Maister Craigie, finishing the prayer he was reciting, crossed himself, looked round and nodded. Maister Sim was already hurrying towards the group of women. As the priest followed Gil said,

‘Barnabas, if you would fetch Euan a board or the like we can cut her down, afore it gets any busier here.’

‘A board?’ repeated Barnabas, as if he had never heard the word before. ‘Oh, no. The boards we’ve got are all accounted for, it’s more than my position’s worth to let them out my hands.’

‘There will be something there that would not be missed for an hour or two,’ said Euan. ‘Come and show me what you have.’

‘But where’ll we take her to, maister?’ asked Sawney helplessly. ‘I’ve no- I canny- Our maister’s no fit to direct me, and it’s no a matter to take to Dame Ellen.’

This was the first Gil had heard of a head of the household. He set the point aside for later and said, ‘If you’re lodged at St Catherine’s, we should take her there. They’ll put her in the chapel for now. I want to see her afore she’s laid out.’
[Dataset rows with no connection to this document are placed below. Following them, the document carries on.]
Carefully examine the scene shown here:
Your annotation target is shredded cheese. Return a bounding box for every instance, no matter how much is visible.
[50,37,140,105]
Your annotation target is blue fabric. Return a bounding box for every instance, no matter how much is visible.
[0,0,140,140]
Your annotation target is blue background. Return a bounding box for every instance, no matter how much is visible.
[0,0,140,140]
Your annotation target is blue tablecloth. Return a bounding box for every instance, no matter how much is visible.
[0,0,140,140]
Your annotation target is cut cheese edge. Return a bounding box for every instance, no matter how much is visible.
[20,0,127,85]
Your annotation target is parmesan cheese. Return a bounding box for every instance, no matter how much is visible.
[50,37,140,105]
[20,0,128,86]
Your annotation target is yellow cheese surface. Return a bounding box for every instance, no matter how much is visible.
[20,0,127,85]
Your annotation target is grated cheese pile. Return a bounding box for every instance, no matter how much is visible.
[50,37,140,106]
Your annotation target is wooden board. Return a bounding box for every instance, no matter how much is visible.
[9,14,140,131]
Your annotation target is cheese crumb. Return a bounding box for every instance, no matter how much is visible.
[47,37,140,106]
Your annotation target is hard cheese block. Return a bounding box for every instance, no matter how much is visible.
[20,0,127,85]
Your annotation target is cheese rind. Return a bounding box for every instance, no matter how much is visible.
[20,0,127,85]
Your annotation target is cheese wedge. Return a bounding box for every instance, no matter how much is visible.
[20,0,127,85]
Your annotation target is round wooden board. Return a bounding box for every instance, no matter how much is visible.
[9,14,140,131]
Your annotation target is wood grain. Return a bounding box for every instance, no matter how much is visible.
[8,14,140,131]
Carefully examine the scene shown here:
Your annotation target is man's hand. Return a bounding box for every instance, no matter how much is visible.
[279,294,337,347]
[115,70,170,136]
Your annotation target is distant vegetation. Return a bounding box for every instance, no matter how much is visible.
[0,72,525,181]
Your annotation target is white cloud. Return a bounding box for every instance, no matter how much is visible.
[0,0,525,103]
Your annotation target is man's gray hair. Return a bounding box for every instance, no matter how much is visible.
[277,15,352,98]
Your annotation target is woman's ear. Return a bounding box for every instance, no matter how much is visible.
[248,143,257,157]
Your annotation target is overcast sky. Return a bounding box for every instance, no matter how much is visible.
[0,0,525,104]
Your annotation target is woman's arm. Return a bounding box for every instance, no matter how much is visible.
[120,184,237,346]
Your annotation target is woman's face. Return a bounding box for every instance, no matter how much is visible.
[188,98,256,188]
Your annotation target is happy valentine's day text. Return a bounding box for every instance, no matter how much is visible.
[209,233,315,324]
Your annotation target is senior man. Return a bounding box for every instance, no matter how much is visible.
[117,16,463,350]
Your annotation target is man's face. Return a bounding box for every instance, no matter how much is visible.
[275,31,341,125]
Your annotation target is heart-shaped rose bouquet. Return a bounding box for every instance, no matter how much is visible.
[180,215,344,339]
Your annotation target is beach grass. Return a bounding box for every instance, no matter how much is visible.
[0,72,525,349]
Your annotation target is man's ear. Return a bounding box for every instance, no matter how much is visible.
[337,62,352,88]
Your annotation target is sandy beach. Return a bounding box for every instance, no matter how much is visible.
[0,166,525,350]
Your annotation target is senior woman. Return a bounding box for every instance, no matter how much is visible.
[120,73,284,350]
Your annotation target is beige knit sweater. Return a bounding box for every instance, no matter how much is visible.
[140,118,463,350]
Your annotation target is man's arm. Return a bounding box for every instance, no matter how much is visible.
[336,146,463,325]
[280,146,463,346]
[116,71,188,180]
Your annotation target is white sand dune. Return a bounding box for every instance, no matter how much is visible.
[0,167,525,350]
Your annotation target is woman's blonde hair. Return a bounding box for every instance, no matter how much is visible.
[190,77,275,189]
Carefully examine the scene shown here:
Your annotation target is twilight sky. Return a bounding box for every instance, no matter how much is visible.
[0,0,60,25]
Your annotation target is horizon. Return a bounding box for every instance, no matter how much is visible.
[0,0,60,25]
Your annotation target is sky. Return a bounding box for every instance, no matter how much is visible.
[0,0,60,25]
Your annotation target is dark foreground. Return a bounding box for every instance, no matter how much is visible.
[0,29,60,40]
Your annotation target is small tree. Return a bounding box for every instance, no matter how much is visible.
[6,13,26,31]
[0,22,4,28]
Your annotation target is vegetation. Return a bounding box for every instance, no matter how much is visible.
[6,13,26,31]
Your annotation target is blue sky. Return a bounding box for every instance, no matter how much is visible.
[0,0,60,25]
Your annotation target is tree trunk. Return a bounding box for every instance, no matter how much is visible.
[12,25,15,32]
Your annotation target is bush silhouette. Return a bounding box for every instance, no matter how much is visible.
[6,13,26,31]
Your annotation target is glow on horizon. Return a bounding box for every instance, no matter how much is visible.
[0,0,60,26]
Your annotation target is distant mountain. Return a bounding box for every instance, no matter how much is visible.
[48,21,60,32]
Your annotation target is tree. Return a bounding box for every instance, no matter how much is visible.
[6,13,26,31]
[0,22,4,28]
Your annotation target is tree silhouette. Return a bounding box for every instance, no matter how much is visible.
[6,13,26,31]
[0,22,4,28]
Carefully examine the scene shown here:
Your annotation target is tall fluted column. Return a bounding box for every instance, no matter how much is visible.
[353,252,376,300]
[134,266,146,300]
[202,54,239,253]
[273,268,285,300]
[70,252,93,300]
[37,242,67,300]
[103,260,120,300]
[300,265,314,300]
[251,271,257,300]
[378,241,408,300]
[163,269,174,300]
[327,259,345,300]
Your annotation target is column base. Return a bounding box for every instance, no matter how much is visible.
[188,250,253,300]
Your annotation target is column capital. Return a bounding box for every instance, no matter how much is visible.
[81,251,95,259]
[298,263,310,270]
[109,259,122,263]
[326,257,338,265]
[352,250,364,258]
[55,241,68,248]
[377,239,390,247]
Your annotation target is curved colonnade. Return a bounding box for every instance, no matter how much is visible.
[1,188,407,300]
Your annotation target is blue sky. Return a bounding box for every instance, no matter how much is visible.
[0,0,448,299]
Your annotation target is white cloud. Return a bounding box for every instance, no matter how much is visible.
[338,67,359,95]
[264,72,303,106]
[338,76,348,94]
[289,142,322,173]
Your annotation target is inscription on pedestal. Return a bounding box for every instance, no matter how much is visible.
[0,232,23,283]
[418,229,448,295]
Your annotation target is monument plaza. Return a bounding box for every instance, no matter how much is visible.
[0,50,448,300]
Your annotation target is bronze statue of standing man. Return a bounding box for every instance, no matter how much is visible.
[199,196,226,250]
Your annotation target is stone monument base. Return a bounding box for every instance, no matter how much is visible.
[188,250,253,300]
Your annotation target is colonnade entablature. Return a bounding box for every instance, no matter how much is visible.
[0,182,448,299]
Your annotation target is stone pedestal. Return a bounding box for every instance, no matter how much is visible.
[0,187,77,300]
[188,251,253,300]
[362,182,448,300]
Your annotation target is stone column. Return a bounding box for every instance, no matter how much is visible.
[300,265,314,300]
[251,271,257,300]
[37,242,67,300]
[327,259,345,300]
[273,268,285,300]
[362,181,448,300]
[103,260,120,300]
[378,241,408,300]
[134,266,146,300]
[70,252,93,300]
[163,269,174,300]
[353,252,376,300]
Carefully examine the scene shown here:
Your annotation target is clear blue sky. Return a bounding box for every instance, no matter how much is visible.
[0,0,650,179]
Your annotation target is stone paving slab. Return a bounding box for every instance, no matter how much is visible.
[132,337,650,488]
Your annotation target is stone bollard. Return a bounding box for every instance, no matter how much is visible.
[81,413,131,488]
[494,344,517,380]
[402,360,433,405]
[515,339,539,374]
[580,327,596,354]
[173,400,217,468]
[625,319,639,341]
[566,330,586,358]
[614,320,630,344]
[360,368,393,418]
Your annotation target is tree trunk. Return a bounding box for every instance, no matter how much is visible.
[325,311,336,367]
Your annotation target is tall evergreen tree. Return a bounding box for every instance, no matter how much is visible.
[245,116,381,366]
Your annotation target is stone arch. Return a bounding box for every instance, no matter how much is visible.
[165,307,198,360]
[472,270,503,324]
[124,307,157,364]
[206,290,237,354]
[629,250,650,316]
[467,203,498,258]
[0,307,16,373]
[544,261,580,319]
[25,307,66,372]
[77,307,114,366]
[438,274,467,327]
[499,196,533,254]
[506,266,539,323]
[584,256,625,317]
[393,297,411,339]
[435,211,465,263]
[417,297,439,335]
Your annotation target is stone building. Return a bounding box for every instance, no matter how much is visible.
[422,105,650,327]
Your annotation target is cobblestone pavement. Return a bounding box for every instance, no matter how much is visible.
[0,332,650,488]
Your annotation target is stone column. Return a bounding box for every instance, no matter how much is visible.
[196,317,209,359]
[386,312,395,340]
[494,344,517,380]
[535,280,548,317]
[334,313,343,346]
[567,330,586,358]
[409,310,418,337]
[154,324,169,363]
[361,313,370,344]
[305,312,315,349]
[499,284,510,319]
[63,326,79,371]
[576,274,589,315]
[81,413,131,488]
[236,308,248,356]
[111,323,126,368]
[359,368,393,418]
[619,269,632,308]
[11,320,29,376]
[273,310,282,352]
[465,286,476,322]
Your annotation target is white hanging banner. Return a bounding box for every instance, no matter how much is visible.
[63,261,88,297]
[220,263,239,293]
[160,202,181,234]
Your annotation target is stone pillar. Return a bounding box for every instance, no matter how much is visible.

‘Better to wait till she’s washed, maister,’ said Sawney, watching Euan making for the Cathedral, the protesting Barnabas beside him. Several of the spectators were following, possibly in the hope of learning more. ‘She’s pretty ripe. See, it’s been since her man dee’d,’ Sawney expanded. ‘What wi that and she’d lost the bairn he gave her, she fell into a great melancholy, poor lassie, and she vowed she’d live single all her days, and never wash, nor be combed, nor anything of the sort. Nothing her sisters said would budge her from it.’

‘Sweet St Giles!’ said Gil, but Lowrie was nodding.

‘I’ve heard of that. There was a woman away beyond Stirling did the same, so my mother once told me. It’s in a song, too. Sall neither coif come on my head, nor kaim come in my hair, Nor neither coal nor candlelight come in my bower mair,’ he quoted, and added thoughtfully, ‘doesn’t say anything about never washing.’

The group of women had been persuaded to retrace their steps, though one of them kept looking over her shoulder. The two songmen were going with them, gesturing past the rose-coloured sandstone walls of the castle in the direction of the pilgrim hostel.

‘Tell me about her,’ said Gil. ‘Who is she?’

She was, as Maistre Pierre had said, Annie Gibb, daughter and heiress of a gentleman of Kyle, one James Gibb of Tarbolton. Wedded at fourteen to Arthur, son of Sir Edward Shaw of Glenbuck, a bonnie lad a year younger than herself, she had lost a bairn at seventeen, by which time her husband was already racked by the coughing sickness which killed him a year later, shortly after her own father died.